The exam consists of 3 problems worth 32 points each; I add 4 points to everyone’s scores so that that the maximum number of points possible is 100. On Thursday, plan on allocating no more than 80 minutes to complete the exam, and no more than 10 minutes to upload a single PDF of your written work which clearly demonstrates your conceptual grasp and ability to clearly explain, in plain English, how you arrived at all of your answers on the exam.
You may use either a calculator or a spreadsheet for any computations that are required for the exam; please keep in mind the Official Finance 4335 Course Policy Concerning the Use of Excel for Problem Sets and Exams.

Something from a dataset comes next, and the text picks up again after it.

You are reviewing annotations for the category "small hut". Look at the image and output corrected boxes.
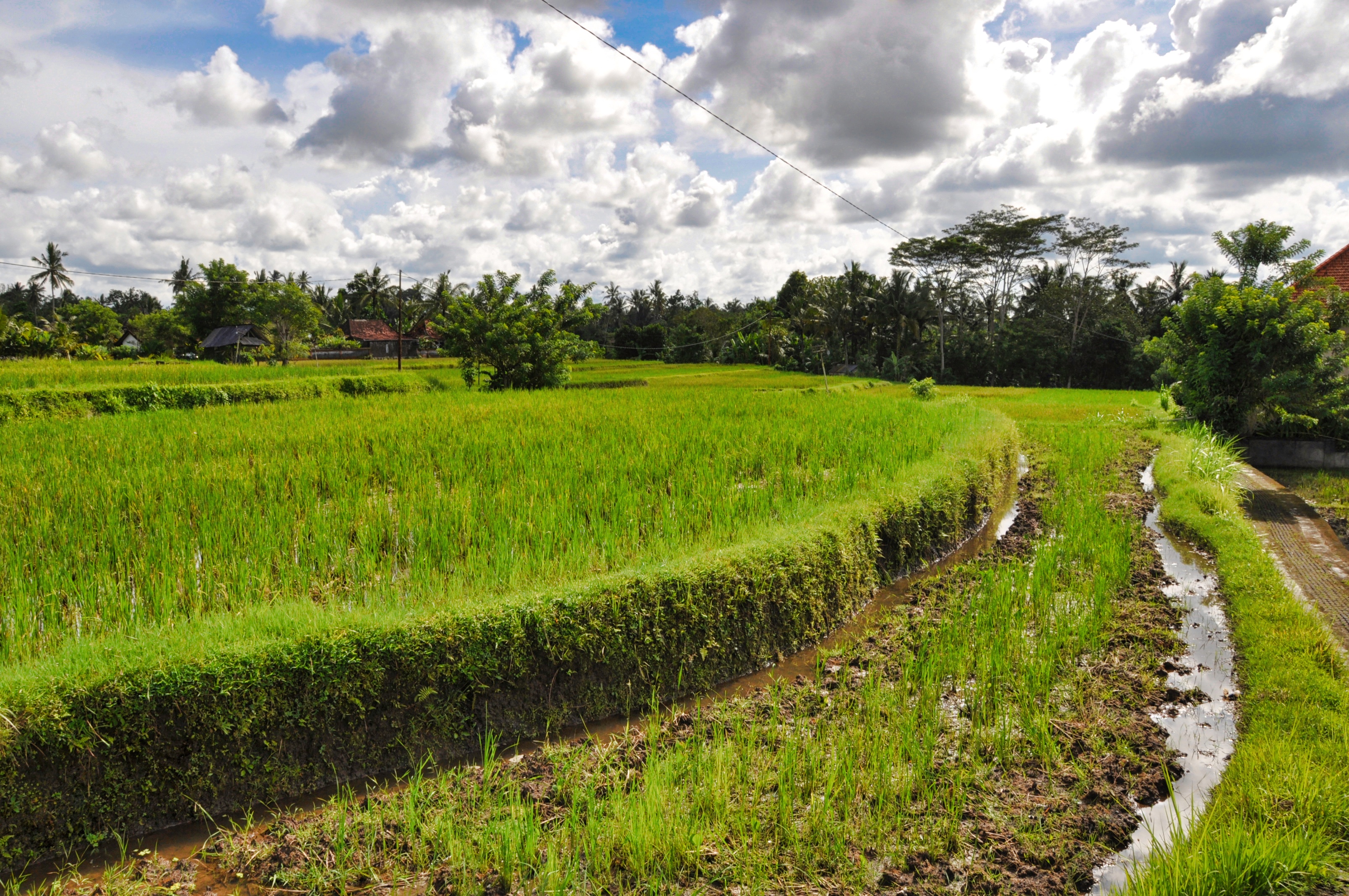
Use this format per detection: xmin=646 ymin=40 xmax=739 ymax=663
xmin=201 ymin=324 xmax=270 ymax=360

Here are some (what I think are) helpful hints:
1. Review definitions for risk aversion, risk neutrality, and risk-loving behavior; see especially page 2 of http://fin4335.garven.com/spring2021/lecture6.pdf about these topics:
- Risk-averse utility functions are characterized by diminishing marginal utility; thus, E(U(W)) < U(E(W));
- Risk-neutral utility functions are characterized by constant marginal utility; thus, E(U(W)) = U(E(W)); and
- Risk-loving utility functions are characterized by increasing marginal utility; thus, E(U(W)) > U(E(W)).
2. Full coverage insurance: Under a “full coverage” policy, the insured pays a premium that transfers all risk to the insurer; if the premium charged for such coverage is actuarially fair, then the optimal choice for all arbitrarily risk-averse decision-makers is to purchase a full-coverage policy; this result is commonly referred to as “Bernoulli Principle” (see http://risk.garven.com/2021/02/22/actuarially-fair-price-of-insurance-policy/).

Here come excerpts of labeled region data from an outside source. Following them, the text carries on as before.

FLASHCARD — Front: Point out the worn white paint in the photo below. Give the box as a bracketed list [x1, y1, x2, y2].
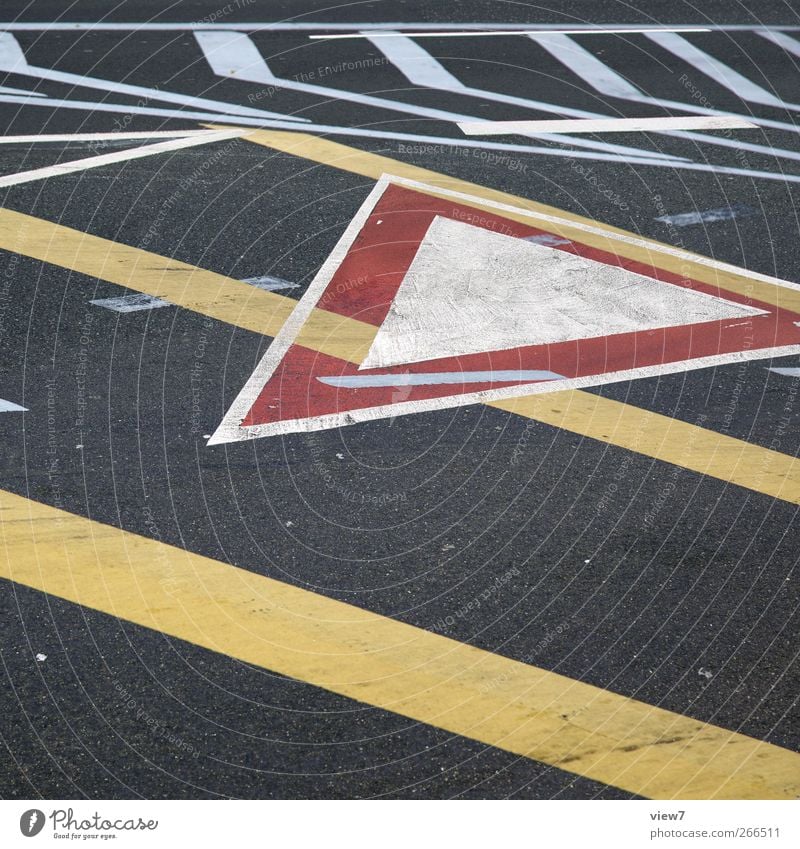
[359, 216, 764, 369]
[194, 32, 674, 160]
[89, 294, 174, 312]
[207, 177, 389, 445]
[647, 32, 784, 109]
[0, 31, 308, 122]
[207, 175, 800, 445]
[372, 33, 800, 167]
[0, 130, 243, 188]
[532, 32, 800, 161]
[309, 25, 710, 41]
[242, 274, 300, 292]
[0, 85, 47, 97]
[317, 369, 564, 389]
[531, 32, 641, 97]
[655, 203, 758, 227]
[768, 367, 800, 377]
[458, 115, 757, 136]
[0, 20, 780, 35]
[0, 94, 696, 172]
[0, 129, 215, 144]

3. Degree of risk aversion. For logarithmic and power utilities, we saw that all such utilities feature decreasing absolute risk aversion, which means that as one’s initial wealth increases, the one’s degree of aversion to a given risk declines; resulting in a lower risk premium at higher levels of initial wealth (see pp. 9-12 of http://fin4335.garven.com/spring2021/lecture6.pdf).
On Wednesday, I plan to be available in my virtual Zoom office from 3-5 pm CT in case if any students would like to stop by for a pre-exam chat.